Oliver Jackson appears in landmark Merchant Interchange Fees CAT judgment

Cases

On Friday 27 June 2025 the Competition Appeal Tribunal (“CAT”) handed down a landmark judgment in Merchant Umbrella Interchange Fees [2025] CAT 37, deciding for the first time that the card payment schemes operated by Mastercard and Visa constitute a object infringement of Article 101(1) TFEU.

The judgment arises out of the long-running interchange fee claims against Visa and Mastercard. The proceedings involve thousands of UK and European businesses seeking compensation for losses caused by anti-competitive interchange fees, which they are required to pay to banks in order to use the Visa and Mastercard card payment schemes.

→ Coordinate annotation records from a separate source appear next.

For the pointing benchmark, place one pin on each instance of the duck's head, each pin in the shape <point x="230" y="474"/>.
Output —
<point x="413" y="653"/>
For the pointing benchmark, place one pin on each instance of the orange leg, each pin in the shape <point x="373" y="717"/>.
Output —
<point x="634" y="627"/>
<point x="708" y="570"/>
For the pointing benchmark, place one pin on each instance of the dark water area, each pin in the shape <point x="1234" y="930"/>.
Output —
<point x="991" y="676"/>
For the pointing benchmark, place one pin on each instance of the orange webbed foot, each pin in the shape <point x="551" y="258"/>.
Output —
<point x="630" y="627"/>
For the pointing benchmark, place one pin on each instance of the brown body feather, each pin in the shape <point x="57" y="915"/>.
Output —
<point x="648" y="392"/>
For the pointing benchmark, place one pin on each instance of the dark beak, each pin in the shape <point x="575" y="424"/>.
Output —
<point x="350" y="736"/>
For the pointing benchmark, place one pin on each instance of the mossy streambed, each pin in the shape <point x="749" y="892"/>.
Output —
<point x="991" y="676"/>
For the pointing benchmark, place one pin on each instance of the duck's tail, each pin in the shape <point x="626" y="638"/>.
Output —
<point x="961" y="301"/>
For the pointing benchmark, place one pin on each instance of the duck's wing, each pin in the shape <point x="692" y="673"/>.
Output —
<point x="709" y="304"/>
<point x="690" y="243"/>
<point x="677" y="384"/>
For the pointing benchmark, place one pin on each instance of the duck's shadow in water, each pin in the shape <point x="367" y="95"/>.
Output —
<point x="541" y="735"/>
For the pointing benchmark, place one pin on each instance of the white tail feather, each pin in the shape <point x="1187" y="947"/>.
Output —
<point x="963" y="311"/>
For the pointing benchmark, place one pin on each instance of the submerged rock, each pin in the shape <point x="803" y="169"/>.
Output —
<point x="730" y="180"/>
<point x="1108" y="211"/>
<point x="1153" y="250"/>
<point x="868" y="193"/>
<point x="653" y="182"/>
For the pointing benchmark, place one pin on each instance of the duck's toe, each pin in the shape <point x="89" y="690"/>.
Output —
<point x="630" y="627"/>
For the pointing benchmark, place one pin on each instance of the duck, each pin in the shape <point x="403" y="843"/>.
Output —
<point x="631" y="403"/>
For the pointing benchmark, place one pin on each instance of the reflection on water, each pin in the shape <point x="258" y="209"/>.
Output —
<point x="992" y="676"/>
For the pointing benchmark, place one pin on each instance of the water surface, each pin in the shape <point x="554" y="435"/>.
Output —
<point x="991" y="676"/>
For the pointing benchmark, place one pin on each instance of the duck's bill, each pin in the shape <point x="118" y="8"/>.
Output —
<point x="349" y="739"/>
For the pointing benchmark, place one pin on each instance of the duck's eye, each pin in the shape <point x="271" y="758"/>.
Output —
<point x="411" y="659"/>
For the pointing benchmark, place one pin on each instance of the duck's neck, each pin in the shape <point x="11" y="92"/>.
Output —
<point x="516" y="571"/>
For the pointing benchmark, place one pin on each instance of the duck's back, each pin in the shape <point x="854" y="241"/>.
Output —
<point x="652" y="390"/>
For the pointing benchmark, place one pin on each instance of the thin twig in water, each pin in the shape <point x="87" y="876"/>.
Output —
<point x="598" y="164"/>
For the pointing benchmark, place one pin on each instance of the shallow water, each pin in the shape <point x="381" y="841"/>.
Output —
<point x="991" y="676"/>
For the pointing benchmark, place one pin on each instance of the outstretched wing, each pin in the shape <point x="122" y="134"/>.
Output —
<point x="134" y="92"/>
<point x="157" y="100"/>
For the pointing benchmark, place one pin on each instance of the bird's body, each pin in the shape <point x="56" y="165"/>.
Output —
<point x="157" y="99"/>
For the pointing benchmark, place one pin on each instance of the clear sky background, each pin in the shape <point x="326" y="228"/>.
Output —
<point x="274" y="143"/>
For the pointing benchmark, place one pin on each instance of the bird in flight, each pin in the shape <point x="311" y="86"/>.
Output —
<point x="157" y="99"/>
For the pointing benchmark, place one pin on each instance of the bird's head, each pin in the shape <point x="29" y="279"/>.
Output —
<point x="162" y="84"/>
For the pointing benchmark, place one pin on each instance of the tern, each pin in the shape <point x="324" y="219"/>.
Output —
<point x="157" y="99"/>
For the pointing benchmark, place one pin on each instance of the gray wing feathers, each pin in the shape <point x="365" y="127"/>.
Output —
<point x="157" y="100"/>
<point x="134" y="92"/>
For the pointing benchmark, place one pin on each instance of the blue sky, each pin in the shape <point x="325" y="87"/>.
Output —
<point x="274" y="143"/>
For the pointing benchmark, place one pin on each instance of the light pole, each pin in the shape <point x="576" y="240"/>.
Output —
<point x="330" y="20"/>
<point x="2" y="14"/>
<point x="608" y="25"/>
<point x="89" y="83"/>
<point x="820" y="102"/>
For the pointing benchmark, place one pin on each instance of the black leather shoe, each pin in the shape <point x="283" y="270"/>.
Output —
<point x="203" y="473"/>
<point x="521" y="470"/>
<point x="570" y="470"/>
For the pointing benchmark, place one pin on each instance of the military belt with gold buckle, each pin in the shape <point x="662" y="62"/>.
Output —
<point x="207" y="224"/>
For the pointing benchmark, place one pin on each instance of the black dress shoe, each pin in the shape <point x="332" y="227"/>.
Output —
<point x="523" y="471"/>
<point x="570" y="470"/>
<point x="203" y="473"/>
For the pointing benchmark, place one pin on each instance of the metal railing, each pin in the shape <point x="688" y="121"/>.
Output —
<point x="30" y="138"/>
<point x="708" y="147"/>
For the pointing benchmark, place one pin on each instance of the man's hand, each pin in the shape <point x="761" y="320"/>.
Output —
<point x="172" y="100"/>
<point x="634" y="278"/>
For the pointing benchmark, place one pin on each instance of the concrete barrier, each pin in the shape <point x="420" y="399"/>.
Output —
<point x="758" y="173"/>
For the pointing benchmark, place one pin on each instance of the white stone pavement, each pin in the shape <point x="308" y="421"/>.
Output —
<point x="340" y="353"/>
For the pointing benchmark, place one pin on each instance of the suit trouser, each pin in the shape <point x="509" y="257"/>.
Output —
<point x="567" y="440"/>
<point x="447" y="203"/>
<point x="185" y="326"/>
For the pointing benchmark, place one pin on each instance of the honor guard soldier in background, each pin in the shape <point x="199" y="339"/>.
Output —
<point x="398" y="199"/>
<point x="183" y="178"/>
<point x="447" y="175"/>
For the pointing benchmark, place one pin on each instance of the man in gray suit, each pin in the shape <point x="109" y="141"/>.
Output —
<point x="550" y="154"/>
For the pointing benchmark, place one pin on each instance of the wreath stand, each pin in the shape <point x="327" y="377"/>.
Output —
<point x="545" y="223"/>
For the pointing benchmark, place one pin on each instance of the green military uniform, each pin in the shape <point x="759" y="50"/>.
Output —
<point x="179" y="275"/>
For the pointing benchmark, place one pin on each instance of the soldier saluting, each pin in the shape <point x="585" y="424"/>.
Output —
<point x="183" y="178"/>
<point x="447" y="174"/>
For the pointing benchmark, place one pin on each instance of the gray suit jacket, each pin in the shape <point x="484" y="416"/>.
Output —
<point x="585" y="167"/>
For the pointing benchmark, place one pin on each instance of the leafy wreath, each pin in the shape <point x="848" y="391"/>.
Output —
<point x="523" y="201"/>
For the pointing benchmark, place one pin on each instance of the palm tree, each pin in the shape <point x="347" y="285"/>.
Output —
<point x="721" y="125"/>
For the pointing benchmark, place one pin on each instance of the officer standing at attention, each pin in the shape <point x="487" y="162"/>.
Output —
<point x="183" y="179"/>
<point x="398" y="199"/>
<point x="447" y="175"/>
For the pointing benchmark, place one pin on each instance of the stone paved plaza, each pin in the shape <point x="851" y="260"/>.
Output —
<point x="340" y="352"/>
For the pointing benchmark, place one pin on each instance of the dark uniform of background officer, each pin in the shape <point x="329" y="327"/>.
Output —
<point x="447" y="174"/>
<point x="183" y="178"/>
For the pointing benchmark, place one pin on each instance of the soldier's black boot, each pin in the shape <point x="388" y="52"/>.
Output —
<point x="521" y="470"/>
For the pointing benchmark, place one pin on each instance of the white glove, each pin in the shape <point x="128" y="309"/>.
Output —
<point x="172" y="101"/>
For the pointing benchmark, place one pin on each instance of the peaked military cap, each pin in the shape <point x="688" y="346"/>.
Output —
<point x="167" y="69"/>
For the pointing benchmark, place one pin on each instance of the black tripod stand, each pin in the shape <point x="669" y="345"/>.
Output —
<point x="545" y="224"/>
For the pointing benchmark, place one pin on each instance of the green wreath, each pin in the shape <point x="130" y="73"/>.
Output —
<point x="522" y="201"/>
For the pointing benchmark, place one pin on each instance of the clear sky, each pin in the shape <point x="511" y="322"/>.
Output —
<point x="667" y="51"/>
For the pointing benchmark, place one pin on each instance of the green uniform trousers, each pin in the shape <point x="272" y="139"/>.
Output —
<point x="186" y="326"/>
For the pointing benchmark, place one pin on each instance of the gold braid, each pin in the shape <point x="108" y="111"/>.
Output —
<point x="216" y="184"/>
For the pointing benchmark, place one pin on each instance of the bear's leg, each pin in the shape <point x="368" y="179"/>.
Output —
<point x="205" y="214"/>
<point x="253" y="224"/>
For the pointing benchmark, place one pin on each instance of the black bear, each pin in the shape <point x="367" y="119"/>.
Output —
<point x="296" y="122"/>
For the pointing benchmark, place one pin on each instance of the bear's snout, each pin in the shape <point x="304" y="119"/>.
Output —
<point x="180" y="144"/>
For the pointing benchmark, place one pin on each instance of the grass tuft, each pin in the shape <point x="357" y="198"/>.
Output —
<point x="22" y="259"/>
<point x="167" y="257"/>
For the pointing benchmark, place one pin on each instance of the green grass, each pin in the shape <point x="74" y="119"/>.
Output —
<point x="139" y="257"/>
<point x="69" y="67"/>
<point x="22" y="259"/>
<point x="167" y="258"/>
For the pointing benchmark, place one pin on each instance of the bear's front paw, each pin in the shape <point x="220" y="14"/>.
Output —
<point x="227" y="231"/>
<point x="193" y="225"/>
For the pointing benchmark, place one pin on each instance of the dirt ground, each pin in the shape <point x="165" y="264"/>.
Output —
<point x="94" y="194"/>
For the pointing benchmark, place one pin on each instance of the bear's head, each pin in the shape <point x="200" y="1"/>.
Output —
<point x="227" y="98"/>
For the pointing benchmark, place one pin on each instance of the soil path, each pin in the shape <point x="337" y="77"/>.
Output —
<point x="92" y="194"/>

Trial 1, the first of at least three trials in the proceedings, was listed to determine whether the interchange fees breached Article 101(1) TFEU.

There has been a long history of regulatory and judicial decisions against Visa and Mastercard, over more than a decade, finding that aspects of their interchange fees from time to time had an anti-competitive effect on the market in breach of Article 101(1). However in this judgment, for the first time, the CAT found that unregulated interchange fees constitute an infringement of Article 101(1) ‘by object’ – i.e. an arrangement that can be regarded, by its very nature, as harmful to normal competition.

You can read the judgment here.

Oliver Jackson appeared for the claimants, along with Kieron Beal KC from Blackstone Chambers and Philip Woolfe and Antonia Fitzpatrick from Monckton Chambers, instructed by Stephenson Harwood LLP and Scott+Scott UK LLP.